Однажды, когда старая женщина молча сидела у постели внука, держа в своих почерневших руках его маленькую неподвижную ручку, мальчик вдруг открыл глаза и направив взгляд на бабушку спросил:
- Бабу, а у нас будет стол?
- Будет, сыночек, будет, - встрепенулась бабушка.
- А скатерть у нас будет?
- Ну какой же стол без скатерти! Конечно, будет.
- А кастрюля с крышкой будет?
- Бу-у-дет! Все будет! – бабушка выбежала из палаты.
- А вилки у нас будут? – уже вполголоса, не надеясь, что бабушка услышит, проговорил мальчик.
Наступила осень, был убран урожай с полей и огородов, и несчастные переселенцы лишились последней возможности добывать себе хоть какую-то пищу. В больницу татар не принимали и на подходе к ней лежали скрюченные трупы взрослых и детей, пока специальная похоронная команда не убирала их. На фоне этого повального голодного мора положение бабушки было сказочно благополучным. Она сейчас могла покупать все, что предлагал базар, но ребенок угасал, казалось, он не хотел жить. Еду, от которой отказывался больной внук, старая женщина выносила из больницы и давала встреченным татарчатам...
Диян умер в середине сентября. Когда бабушка под вечер прибежала к нему, он улыбнулся ей, и она долго молча сидела рядом, держа его слабую руку. Вдруг мальчик обернулся к ней и произнес:
- Бабу, хочу яичницу.
Его внешнее, детское, слабое выявилось в нищенском желании, - где есть место желаниям, есть место и жизни. Но его глубинное, сильное, вечное не хотело смириться перед ничтожным, оно закрыло этот узкий выход в жизнь. Когда встрепенувшаяся в надежде старая женщина выбежала из больницы и вскоре принесла сковороду с горячей яичницей, Диян уже не отвечал на ее призывы, широко раскрытые глаза его были устремлены вверх, он еще дышал и даже ручка его сжала бабушкину руку. Но через несколько минут грудь его неподвижно опустилась и рука расслабилась... Что видел мальчик внутренним взором в последние мгновения, когда еще дышала его грудь?

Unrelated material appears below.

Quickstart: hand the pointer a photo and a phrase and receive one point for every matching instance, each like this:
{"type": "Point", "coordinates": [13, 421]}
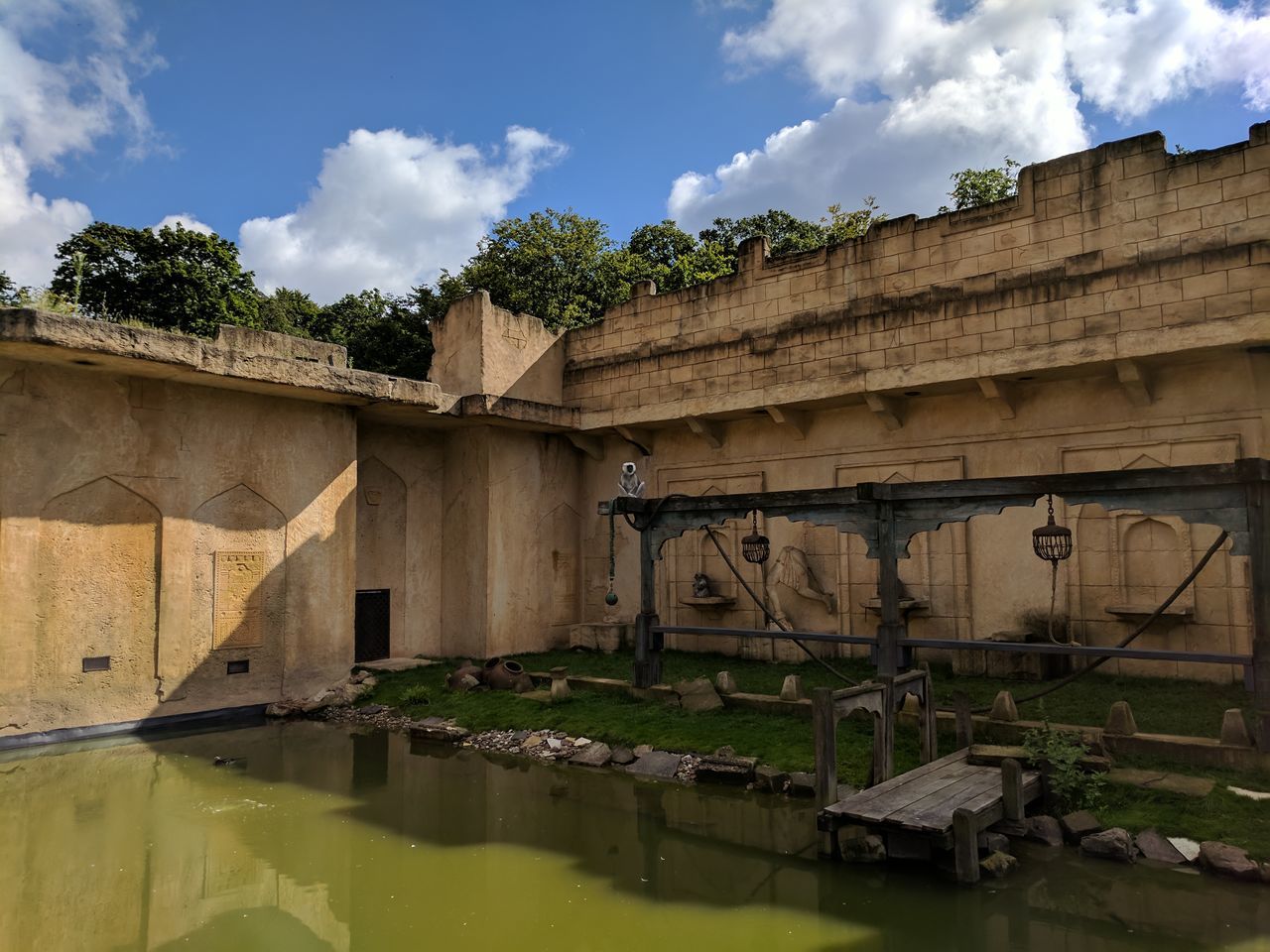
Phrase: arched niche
{"type": "Point", "coordinates": [96, 593]}
{"type": "Point", "coordinates": [239, 575]}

Оборвалась и недвижно повисла нить судьбы ребенка…
Папа мальчика, художник Наиль, погиб в тот же день, в бою местного значения в Белоруссии. В последнем своем сне накануне боя он видел сынишку, веселого и беззаботного, требующего, чтобы отец поносил его на плечах. Он и поносил его на плечах, маленького и легкого, обоим было радостно, и поэтому наутро шел Наиль в бой весело и беззаботно, крепко скрутив медной проволокой дужки очков.